TnT is a key regulator of cardiac contraction. Recent results suggest that TnT has a modulatory role as well as a structural role. It has two domains (Fig. 3 A). The N-terminal domain (T1 domain) attaches the troponin complex to tropomyosin and is responsible for cooperative transitions of the thin filament, whereas the C-terminal domain (T2 domain) interacts with troponins I–C (Sehnert et al., 2002). TnT mutations are clustered in the two domains (Fig. 3 B). In our study, the identified mutation, Ile90Met, was located in the N-terminal domain. Experiments using peptides expressed in Escherichia coli have shown that this portion of the N-terminal tail (residues 70–170) is crucial for TnT binding to tropomyosin, tropomyosin binding to actin and stabilization of the complex with overlapping tropomyosin extremities. Tardiff et al. (1999) showed that isolated cardiac myocytes from R92Q mice have increased basal sarcomeric activation, impaired relaxation and shorter sarcomere lengths. The novel mutation, Ile90Met, is close to R92Q, and as predicted by bioinformatics, the second structure of TnT is α-helical from residue 90. Thus, we suggest that it shares the same mechanism for HCM with its flanking mutations. Furthermore, at the nucleotide level, cytosine is the most commonly occurring nucleotide that is mutated and methylation of this nucleotide has recently been shown to confer instability on the cTnT gene (D'Cruz et al., 2000). In addition, the residue Ile90 is conserved among all known vertebrate TnT sequences. So, we presumed Ile90Met is an FHCM-causing mutation for this Chinese pedigree. Further experiments are needed to explore the mechanism of HCM caused by this mutation.

Fig. 3. The model of the thin filament of the cardiac sarcomere and the mutations causing the FHCM have been identified in the TnT gene. (A) Structural relationships of proteins constituting the thin filament of the cardiac sarcomere. (B) Schematic representation of the human cTnT structure with sites of FHCM-causing mutations. T1 domain attaches the troponin complex to tropomyosin and is responsible for cooperative transitions of the thin filament. T2 domain interacts with troponins I–C.

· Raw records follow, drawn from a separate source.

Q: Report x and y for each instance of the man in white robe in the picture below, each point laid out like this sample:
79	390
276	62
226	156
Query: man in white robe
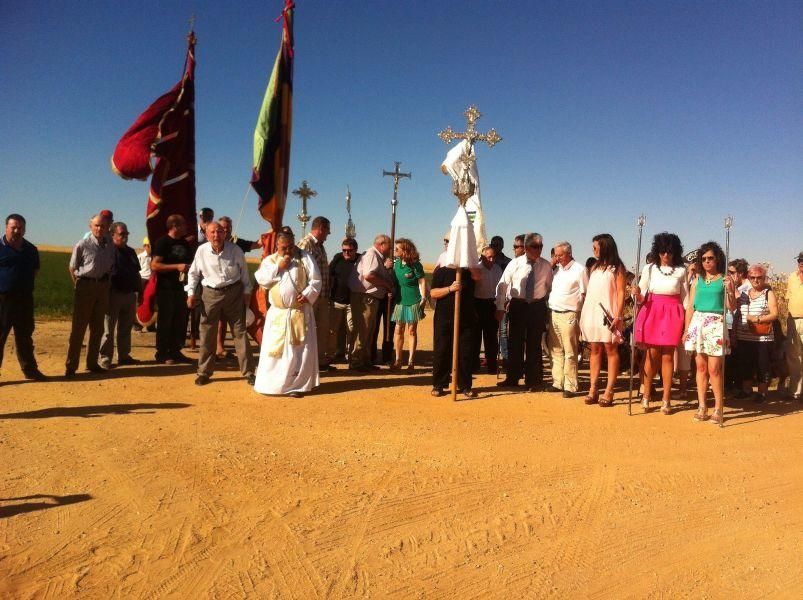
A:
288	360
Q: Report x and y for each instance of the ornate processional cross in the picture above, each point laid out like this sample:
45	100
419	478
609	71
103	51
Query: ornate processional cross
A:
305	193
464	188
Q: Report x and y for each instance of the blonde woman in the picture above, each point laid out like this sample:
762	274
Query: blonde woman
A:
410	297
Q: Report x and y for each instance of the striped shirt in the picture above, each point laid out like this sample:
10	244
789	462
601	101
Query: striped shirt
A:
752	307
318	253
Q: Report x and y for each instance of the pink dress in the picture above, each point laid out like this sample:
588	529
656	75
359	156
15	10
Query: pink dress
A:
601	290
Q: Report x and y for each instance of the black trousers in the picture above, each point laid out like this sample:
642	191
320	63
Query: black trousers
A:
527	326
442	354
16	312
171	323
379	331
486	333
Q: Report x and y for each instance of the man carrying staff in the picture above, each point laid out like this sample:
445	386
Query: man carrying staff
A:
312	244
90	267
527	281
171	261
219	268
370	282
565	302
125	285
19	264
288	359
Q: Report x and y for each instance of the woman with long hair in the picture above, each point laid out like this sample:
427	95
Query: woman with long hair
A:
409	298
601	317
659	327
705	328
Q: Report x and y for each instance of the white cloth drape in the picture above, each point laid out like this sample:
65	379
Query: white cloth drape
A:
455	168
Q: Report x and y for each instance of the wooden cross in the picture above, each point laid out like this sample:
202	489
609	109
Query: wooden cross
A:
305	193
396	174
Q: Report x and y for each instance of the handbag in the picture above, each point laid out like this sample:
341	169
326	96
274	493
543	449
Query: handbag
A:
764	328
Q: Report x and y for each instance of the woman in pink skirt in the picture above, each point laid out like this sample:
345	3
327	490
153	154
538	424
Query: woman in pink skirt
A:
601	316
659	326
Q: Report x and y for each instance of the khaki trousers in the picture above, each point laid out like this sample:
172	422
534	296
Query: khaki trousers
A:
321	311
118	323
90	305
794	354
564	341
229	305
363	310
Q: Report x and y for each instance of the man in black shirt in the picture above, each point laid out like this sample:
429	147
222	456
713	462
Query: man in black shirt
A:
19	264
125	285
171	260
340	269
444	288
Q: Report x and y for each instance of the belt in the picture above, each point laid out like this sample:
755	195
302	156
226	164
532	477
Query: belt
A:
523	301
224	287
103	278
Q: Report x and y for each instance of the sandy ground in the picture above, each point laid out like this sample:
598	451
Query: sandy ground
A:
141	485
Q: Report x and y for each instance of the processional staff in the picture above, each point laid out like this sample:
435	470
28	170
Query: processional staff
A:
305	193
463	189
642	220
387	343
351	230
725	339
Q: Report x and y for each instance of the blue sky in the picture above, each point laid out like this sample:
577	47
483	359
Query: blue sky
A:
686	111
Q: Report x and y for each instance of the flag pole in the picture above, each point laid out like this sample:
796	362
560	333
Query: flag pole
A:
725	339
641	221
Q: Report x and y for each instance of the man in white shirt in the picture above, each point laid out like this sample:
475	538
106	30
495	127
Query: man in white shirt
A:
226	289
527	281
487	328
569	286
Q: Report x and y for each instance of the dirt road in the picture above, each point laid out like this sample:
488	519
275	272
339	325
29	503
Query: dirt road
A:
141	485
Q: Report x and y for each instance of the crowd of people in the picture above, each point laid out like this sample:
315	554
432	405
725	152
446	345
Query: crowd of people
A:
682	310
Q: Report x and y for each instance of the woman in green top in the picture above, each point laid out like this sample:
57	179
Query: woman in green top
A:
409	298
705	326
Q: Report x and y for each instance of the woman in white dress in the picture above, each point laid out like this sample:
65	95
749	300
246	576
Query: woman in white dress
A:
606	294
288	359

In conclusion, a novel mutation, Ile90Met, in the cTnT gene was identified in a Chinese pedigree affected by HCM. FHCM caused by this mutation showed a relatively moderate left ventricular hypertrophy and a poor prognosis, with two SCDs out of four disease-related deaths. Furthermore, the penetrance of the mutation was not complete (approximately 75%). The development of genotyping in HCM based on a more accurate approach, along with increasing knowledge of the relationship between the genotype and the phenotype, should lead to improved genetic counselling and better clinical management in families with FHCM.

The work was carried out at State Key Laboratory of Medical Genomics. This work was supported in part by grants from the Foundation for the Author of National Excellent Doctoral Dissertation of People's Republic of China (200154; to H.-D. Song), the National Natural Science Foundation of China (30530370, 30771017 and 30470816), and the Commission for Science and Technology of Shanghai.